A total of 96 patients (30 RO and 66 chRCC) were enrolled in this study. Radiomics features were extracted from unenhanced phase (UP), corticomedullary phase (CMP), and nephrographic phase (NP) CT images. Feature selection was based on the least absolute shrinkage and selection operator regression (LASSO) method. The selected features were used to develop different radiomics models using logistic regression (LR) analysis, including model 1 (UP), model 2(CMP), model 3(NP), model 4(UP+CMP), model 5(UP+NP), model 6(CMP+NP), and model 7(UP+CMP+NP). The radiomics model demonstrating the highest discrimination performance was utilized to construct the combined model (model 8) with clinical factors. A nomogram based on the model 8 was established. To evaluate the diagnostic performance of the different models, the receiver operating characteristic (ROC) curve and decision curve analysis (DCA) were used. Delong's test was utilized to assess the statistical significance of the AUC improvement across the models.

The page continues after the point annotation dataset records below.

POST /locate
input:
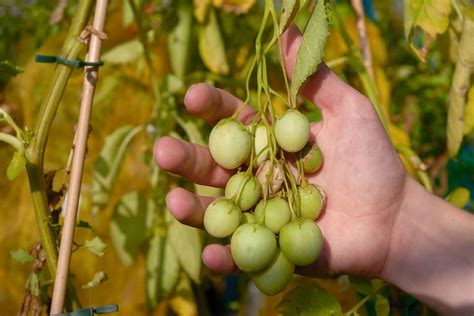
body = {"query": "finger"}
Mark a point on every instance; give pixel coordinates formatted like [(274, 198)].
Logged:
[(324, 88), (193, 162), (187, 207), (218, 258), (212, 104)]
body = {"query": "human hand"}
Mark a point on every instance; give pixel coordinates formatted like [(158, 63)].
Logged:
[(362, 175)]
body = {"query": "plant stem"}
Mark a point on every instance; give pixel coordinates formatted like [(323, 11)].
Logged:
[(12, 140), (36, 149), (90, 81)]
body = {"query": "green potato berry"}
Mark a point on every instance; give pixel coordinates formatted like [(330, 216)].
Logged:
[(311, 201), (274, 213), (312, 158), (230, 143), (301, 241), (292, 131), (253, 247), (244, 188), (274, 278), (247, 217), (222, 217)]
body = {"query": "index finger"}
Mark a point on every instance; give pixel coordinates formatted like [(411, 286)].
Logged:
[(213, 104)]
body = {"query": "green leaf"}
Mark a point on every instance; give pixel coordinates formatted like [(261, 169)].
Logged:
[(431, 16), (21, 256), (289, 9), (107, 165), (99, 278), (382, 306), (129, 227), (211, 46), (162, 268), (187, 245), (361, 285), (309, 300), (179, 39), (8, 68), (124, 53), (95, 245), (16, 165), (312, 48), (459, 197)]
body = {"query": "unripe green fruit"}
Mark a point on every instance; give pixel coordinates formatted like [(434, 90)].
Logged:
[(292, 131), (222, 217), (274, 278), (301, 241), (270, 178), (312, 158), (311, 201), (253, 247), (261, 144), (247, 186), (247, 217), (230, 143), (274, 214)]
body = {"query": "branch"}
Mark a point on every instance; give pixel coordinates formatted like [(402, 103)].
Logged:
[(12, 141), (67, 237)]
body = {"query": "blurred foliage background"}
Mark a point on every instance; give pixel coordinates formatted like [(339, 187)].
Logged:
[(154, 51)]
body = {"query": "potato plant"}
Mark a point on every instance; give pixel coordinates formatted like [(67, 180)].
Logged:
[(268, 210)]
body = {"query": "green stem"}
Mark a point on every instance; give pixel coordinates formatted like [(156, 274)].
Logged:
[(36, 149), (12, 141)]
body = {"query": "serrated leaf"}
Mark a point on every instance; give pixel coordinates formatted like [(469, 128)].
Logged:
[(211, 46), (382, 306), (289, 9), (107, 165), (201, 7), (130, 224), (84, 224), (312, 48), (99, 278), (309, 300), (179, 39), (95, 245), (469, 112), (459, 197), (162, 269), (187, 245), (124, 53), (21, 256), (8, 68), (16, 165), (361, 285), (431, 16)]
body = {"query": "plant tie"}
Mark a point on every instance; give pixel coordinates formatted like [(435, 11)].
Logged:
[(78, 63)]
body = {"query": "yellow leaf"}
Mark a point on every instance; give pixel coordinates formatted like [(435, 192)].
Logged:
[(200, 9), (183, 307), (211, 46), (398, 136), (469, 112), (234, 6)]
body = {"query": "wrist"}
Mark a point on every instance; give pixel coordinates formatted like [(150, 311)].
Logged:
[(431, 252)]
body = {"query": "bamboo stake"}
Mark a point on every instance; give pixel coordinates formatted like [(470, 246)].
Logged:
[(90, 80)]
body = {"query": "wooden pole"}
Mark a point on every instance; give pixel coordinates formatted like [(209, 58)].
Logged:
[(67, 237)]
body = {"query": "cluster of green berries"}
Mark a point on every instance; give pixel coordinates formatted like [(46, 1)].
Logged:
[(271, 224)]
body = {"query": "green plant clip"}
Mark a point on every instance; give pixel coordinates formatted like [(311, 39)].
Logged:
[(91, 311), (59, 60)]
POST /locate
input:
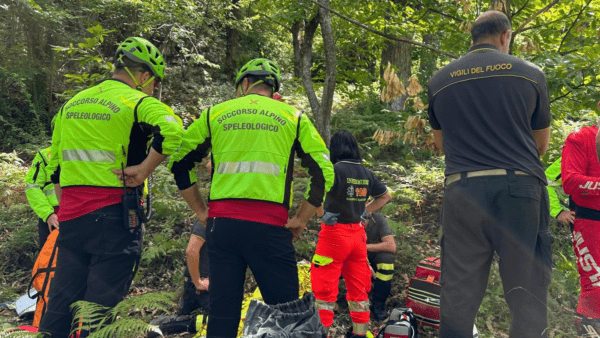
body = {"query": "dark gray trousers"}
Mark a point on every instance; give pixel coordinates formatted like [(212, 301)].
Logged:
[(507, 215)]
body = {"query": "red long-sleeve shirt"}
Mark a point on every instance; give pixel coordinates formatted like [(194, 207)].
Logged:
[(580, 169)]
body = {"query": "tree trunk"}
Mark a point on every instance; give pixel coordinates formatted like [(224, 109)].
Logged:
[(297, 43), (321, 110), (231, 44), (399, 54), (428, 59)]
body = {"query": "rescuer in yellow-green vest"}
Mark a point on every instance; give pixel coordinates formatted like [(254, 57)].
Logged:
[(557, 210), (40, 194), (253, 139), (101, 141)]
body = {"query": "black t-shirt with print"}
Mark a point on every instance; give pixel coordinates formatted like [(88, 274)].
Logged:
[(353, 186), (377, 229), (487, 105)]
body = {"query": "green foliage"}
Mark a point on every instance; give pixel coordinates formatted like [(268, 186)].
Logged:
[(19, 120), (92, 66), (114, 322)]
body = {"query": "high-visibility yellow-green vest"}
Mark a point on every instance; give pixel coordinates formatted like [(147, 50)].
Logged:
[(554, 182), (107, 127), (38, 186), (253, 140)]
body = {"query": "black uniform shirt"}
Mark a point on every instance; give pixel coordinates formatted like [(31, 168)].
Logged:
[(487, 103), (377, 229), (200, 231), (353, 186)]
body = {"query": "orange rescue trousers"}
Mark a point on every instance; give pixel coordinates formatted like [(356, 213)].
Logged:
[(342, 249)]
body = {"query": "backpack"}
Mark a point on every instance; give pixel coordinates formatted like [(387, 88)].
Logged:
[(42, 274), (401, 324), (424, 292)]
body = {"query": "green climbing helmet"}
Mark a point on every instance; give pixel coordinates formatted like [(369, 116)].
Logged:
[(53, 122), (142, 51), (264, 69)]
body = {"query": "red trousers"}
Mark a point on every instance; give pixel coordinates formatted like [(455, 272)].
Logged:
[(342, 249), (586, 239)]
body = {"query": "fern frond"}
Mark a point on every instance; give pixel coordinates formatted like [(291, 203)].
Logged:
[(162, 301), (10, 333), (102, 321), (123, 328)]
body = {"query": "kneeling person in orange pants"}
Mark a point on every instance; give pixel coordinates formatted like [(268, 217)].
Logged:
[(342, 245)]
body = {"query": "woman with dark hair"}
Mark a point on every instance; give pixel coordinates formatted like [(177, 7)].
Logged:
[(342, 245)]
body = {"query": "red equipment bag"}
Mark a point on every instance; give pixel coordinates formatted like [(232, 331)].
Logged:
[(42, 274), (424, 293), (430, 266)]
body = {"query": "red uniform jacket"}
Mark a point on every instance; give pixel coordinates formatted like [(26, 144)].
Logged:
[(580, 169)]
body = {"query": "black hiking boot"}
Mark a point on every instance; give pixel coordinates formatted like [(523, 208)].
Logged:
[(378, 311), (174, 324), (587, 327)]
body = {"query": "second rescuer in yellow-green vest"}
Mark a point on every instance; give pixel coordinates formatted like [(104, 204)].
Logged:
[(253, 140), (88, 147), (255, 136)]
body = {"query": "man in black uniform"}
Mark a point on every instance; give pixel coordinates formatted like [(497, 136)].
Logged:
[(381, 248), (490, 115), (195, 288)]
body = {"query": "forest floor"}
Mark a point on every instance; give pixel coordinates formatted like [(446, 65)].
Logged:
[(413, 216)]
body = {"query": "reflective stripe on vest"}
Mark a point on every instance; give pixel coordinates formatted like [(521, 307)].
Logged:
[(323, 305), (361, 306), (88, 155), (32, 186), (248, 167)]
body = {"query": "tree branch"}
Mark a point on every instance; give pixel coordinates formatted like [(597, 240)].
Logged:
[(572, 25), (546, 23), (568, 93), (276, 22), (385, 35), (545, 9), (306, 51), (443, 14), (520, 9)]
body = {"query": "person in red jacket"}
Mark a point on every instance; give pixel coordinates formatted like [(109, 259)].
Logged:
[(342, 245), (581, 179)]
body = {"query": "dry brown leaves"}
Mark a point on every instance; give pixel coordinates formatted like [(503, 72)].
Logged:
[(394, 88)]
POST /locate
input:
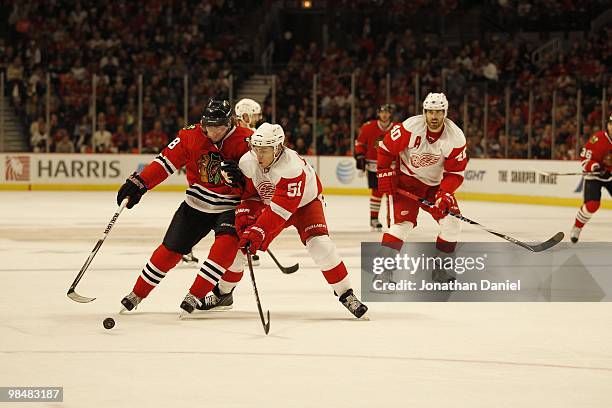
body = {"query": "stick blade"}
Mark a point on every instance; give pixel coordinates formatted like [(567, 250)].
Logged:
[(290, 269), (558, 237), (78, 298), (267, 325)]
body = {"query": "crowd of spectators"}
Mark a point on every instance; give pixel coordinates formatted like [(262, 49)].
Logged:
[(466, 73), (201, 38), (116, 42)]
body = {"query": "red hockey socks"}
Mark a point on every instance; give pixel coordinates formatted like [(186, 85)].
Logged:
[(220, 257), (155, 270), (375, 200)]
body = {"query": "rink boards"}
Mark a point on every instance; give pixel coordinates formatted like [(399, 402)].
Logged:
[(501, 180)]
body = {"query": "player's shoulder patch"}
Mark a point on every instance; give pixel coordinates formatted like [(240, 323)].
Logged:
[(414, 124), (455, 134), (290, 165)]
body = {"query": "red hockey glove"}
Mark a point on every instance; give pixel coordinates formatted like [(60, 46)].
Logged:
[(444, 203), (133, 189), (387, 181), (360, 161), (593, 166), (253, 237)]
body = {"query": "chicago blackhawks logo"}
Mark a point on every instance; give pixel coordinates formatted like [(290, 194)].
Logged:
[(424, 159), (209, 166), (266, 190)]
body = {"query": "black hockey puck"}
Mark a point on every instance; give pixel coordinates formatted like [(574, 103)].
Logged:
[(109, 323)]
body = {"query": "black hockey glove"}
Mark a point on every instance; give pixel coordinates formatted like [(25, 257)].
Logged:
[(134, 187), (360, 161), (232, 176)]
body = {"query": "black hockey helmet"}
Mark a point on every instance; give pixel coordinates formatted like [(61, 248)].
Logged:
[(386, 107), (218, 112)]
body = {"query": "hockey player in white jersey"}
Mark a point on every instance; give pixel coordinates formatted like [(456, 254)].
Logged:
[(430, 155), (248, 113), (282, 190)]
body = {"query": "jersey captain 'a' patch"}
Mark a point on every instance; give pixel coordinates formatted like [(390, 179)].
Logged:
[(424, 159), (209, 166)]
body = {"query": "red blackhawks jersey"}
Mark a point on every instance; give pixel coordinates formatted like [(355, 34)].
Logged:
[(202, 159), (290, 183), (597, 151), (432, 158), (370, 134)]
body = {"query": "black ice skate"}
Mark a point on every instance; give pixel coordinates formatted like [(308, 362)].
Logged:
[(575, 234), (215, 300), (190, 258), (354, 305), (375, 225), (190, 303), (381, 282), (130, 302)]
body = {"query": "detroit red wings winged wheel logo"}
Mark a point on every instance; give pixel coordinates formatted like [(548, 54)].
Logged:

Among the seven radiomics models, model 7 exhibited the highest AUC of 0.84 (95% CI 0.69, 0.99), and model 7 demonstrated a significantly superior AUC compared to the other radiomics models (all P < 0.05). The AUC values of radiomics models based on two phases (model4, mode5, mode6) were greater than the models based on single phase (model1, mode2, mode3) (all P < 0.05). Model 3 illustrated the best performance of the three radiomics models based on single phase with an AUC of 0.76 (95% CI 0.57, 099). Model 6 illustrated the best performance of the three radiomics models based on two-phases combination with an AUC of 0.83 (0.66, 0.99). Model 8 achieved an AUC of 0.93 (95% CI 0.83, 1.00) which is higher than those all radiomics models.
Radiomics models based on combination of radiomics features from UP, CMP, and NP can be a useful and promising technique to differentiate RO from chRCC. Moreover, the model combining clinical factors and radiomics features showed better classification performance to distinguish them.
探讨基于单期和不同期相的影像组学特征的不同放射组学模型,以区分 RO 和 chRCC。
本研究共纳入 96 例患者(30 例 RO 和 66 例 chRCC)。从增强前(UP)、皮质期(CMP)和肾实质期(NP)CT 图像中提取影像组学特征。特征选择基于最小绝对收缩和选择算子回归(LASSO)方法。使用逻辑回归(LR)分析,基于所选特征建立不同的放射组学模型,包括模型 1(UP)、模型 2(CMP)、模型 3(NP)、模型 4(UP+CMP)、模型 5(UP+NP)、模型 6(CMP+NP)和模型 7(UP+CMP+NP)。利用临床因素构建基于模型 7 的组合模型(模型 8),并建立基于该模型的列线图。利用受试者工作特征(ROC)曲线和决策曲线分析(DCA)评估不同模型的诊断性能。采用 Delong 检验评估各模型间 AUC 改善的统计学意义。
在七种放射组学模型中,模型 7 的 AUC 最高,为 0.84(95%CI 0.69,0.99),与其他放射组学模型相比,模型 7 的 AUC 显著更高(均 P<0.05)。基于双期相的放射组学模型(模型 4、模型 5、模型 6)的 AUC 值大于基于单期相的模型(模型 1、模型 2、模型 3)(均 P<0.05)。基于单期相的三种放射组学模型中,模型 3 的 AUC 最佳,为 0.76(95%CI 0.57,0.99)。基于双期相组合的三种放射组学模型中,模型 6 的 AUC 最佳,为 0.83(0.66,0.99)。模型 8 的 AUC 为 0.93(95%CI 0.83,1.00),高于所有放射组学模型。
基于 UP、CMP 和 NP 的影像组学特征组合的放射组学模型可作为一种有用且有前途的技术,用于区分 RO 和 chRCC。此外,结合临床因素和影像组学特征的模型在区分它们时表现出更好的分类性能。